I don’t think this one is going to stay a mystery after the halfway point, but let’s see how it goes. I have some lapis lazuli chip beads from when I made necklaces from my lampwork. I’m not doing much jewelry-making recently, and some of those lapis chips were drilled pretty badly (certainly not fit for durable jewelry!), so I’ve decided to cull the bad ones. Bad beads are those with holes so close to an edge or corner that they’re likely to break during use. Here’s my pile of bad beads:
You can just barely see the bronz-ey tone of pyrite bits on the edges of some of them. Too bad they failed as beads (for them, anyway!). Next step – destroy them. Someone messed them up, and I’m going to mess them up worse. Summon the hammer!
I more than doubled the size of the pile of beads by going back through the “good” beads a second time. I had heard I would lose a lot in the processing, and wanted to make sure I had enough. I grabbed a flat chunk of metal, a rag, and the beads, placing the rag down first, then the metal, then the beads, then another layer of the rag. I then whacked everything with a hammer until I had mid-sized granules of lapis, mixed with fine dust, and everything in between. It was now that I began to notice the sulphurous odour of the lapis.
It was only once I had smashed all the beads that I learned lapis was not as simple to process as just a physical separation.

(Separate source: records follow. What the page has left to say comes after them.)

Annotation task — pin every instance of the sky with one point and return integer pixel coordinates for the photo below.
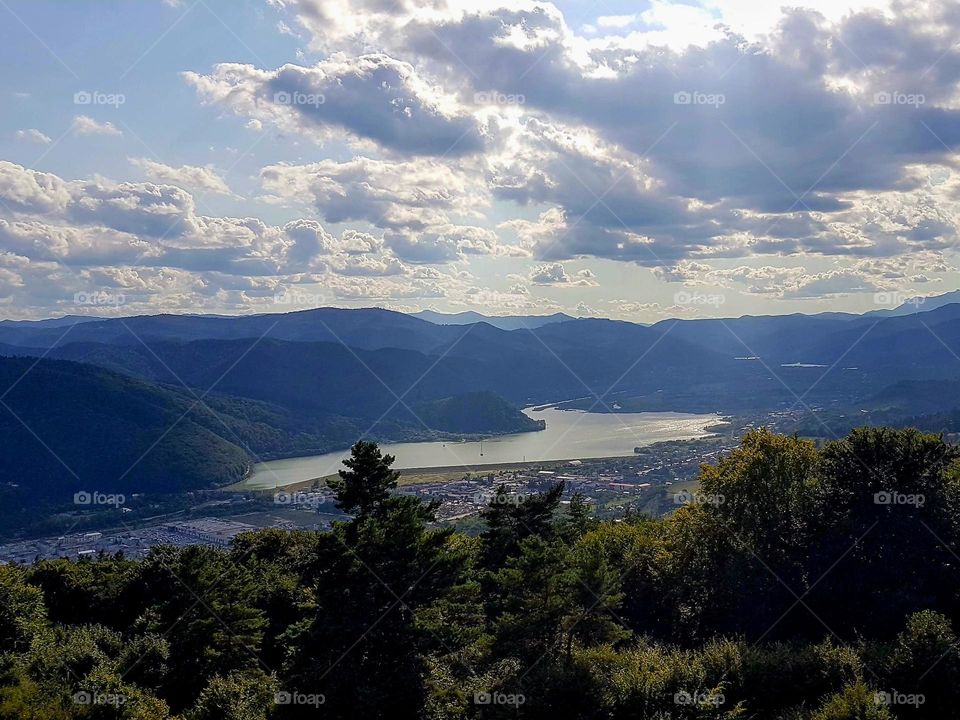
(633, 160)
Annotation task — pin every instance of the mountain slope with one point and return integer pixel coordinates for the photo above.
(68, 427)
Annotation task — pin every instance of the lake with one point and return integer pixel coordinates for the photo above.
(570, 435)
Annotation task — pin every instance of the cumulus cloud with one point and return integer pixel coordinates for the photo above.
(188, 177)
(413, 195)
(373, 98)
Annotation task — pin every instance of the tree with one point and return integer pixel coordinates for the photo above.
(366, 484)
(510, 519)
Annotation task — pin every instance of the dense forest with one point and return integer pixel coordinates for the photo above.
(116, 433)
(800, 583)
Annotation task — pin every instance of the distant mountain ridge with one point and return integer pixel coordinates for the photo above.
(504, 322)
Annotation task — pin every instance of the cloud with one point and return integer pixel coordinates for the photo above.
(188, 177)
(412, 195)
(33, 135)
(85, 125)
(371, 98)
(556, 274)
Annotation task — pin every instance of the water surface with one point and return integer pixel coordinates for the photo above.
(570, 435)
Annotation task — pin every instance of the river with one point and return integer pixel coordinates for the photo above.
(569, 435)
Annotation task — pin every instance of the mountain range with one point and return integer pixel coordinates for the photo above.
(93, 395)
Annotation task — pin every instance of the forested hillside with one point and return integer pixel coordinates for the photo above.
(799, 584)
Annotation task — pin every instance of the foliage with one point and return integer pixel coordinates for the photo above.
(799, 584)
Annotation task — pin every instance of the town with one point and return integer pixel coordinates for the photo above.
(654, 481)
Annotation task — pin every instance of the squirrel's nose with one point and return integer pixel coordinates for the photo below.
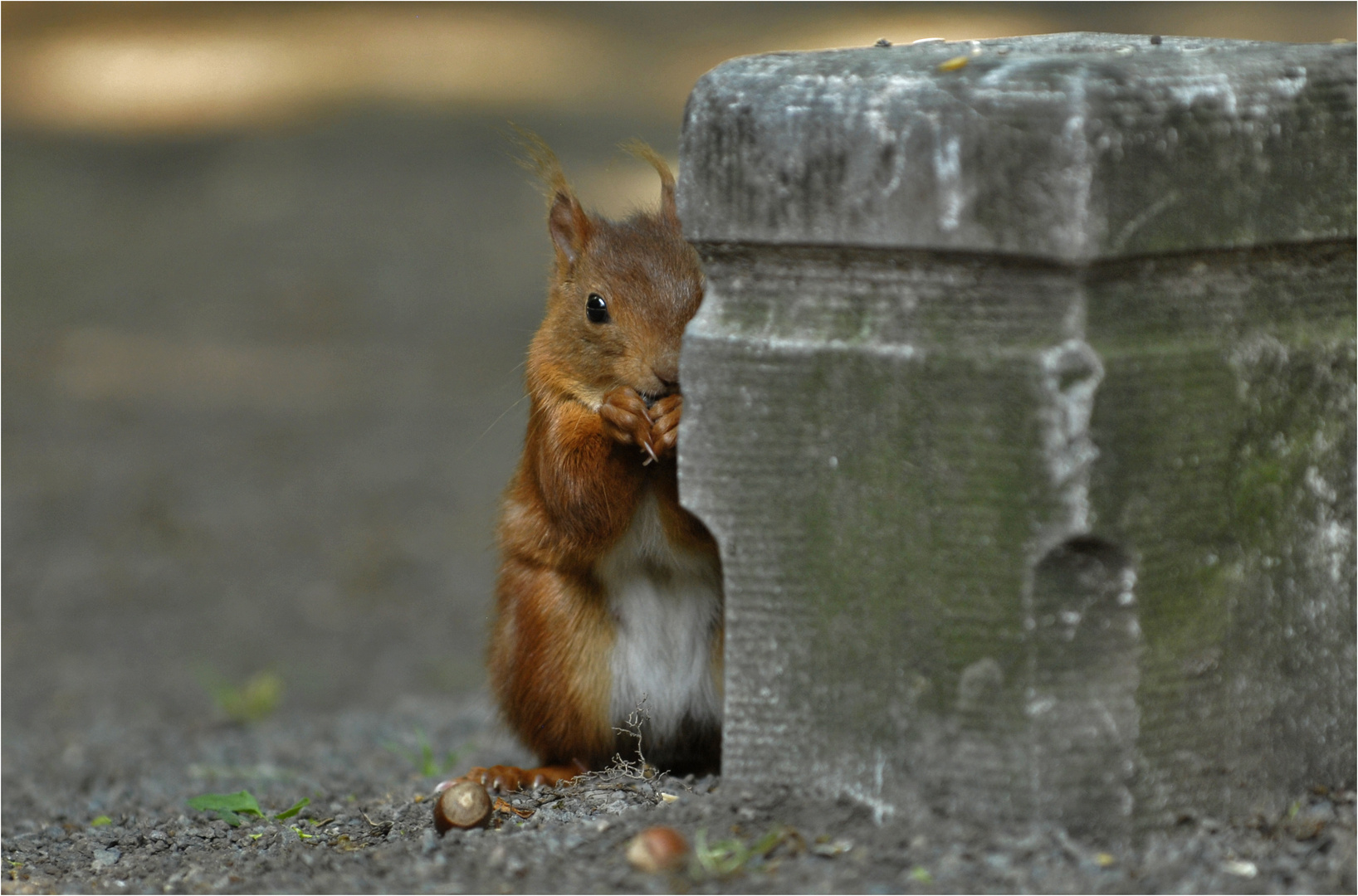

Lapis contains pyrite, sodalite, and more, and the only part we care to keep is the highly-pigmented lazurite. Processing would involve rosin, beeswax, and gum mastic, at minimum, or other ingredients with rosin and beeswax. Lucky for me, I have a strong allergy to rosin, both touch and breathing. I also have allergies to some things on rubber/nitrile gloves. Oh dear.

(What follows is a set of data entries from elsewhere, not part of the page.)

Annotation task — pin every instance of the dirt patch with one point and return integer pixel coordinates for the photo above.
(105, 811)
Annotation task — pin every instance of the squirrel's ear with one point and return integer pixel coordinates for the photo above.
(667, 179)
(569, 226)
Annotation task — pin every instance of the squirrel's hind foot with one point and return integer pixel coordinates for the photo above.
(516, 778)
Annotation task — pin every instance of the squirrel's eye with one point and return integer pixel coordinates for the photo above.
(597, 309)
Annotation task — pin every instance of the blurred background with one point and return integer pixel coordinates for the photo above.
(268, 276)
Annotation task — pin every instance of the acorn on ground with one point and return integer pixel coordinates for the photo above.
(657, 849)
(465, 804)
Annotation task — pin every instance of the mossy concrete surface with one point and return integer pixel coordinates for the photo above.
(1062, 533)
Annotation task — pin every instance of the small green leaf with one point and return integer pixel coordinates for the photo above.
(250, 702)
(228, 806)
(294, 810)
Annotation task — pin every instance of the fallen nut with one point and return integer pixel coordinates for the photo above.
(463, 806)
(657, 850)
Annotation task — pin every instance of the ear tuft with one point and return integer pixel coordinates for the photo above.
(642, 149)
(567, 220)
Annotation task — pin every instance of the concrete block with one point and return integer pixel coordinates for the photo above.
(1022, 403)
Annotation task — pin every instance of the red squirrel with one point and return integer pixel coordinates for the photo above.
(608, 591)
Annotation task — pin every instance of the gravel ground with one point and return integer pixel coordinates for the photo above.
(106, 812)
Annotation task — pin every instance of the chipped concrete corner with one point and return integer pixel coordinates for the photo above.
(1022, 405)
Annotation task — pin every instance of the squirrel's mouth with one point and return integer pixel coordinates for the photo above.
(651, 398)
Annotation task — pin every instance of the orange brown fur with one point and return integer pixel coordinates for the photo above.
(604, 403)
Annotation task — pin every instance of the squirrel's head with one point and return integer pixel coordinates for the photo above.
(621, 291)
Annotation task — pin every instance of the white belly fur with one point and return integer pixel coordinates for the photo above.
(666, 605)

I decided to get started grinding, even if I wasn’t yet sure how I would do the separation. To avoid having lapis dust everywhere, I ground the lapis with a granite stone in a metal mixing bowl, with about 1 cm of water in the bottom. While grinding, the sulphur smell got even stronger, but was never overpowering.
When the water got too saturated with floating pigment, I levigated and poured it off, a few times, and then began grinding again. Levigating involves adding water, stirring, and allowing to sit for a minimum of ten seconds to allow coarser materials to settle out, leaving the fines in solution. The fine particles can then be poured off with the water. The larger, front bowl contained my first pour, and the smaller bowl at back contained my second and third pours, which contained slightly coarser material than the first pour.
Beside the bowls can be seen a magnet. Hoping to find some other way to separate some of the pigment (because of my allergy), I tried to attract the dark iron pyrite with a magnet. It somewhat worked. Lots of dark scum attached itself to the two ends. It left the mixtures much less grey, though still too grey for use.
As I worked the lapis, the overall consistency got finer and finer, though there were still large pieces. The bowl got nicely scratched, too.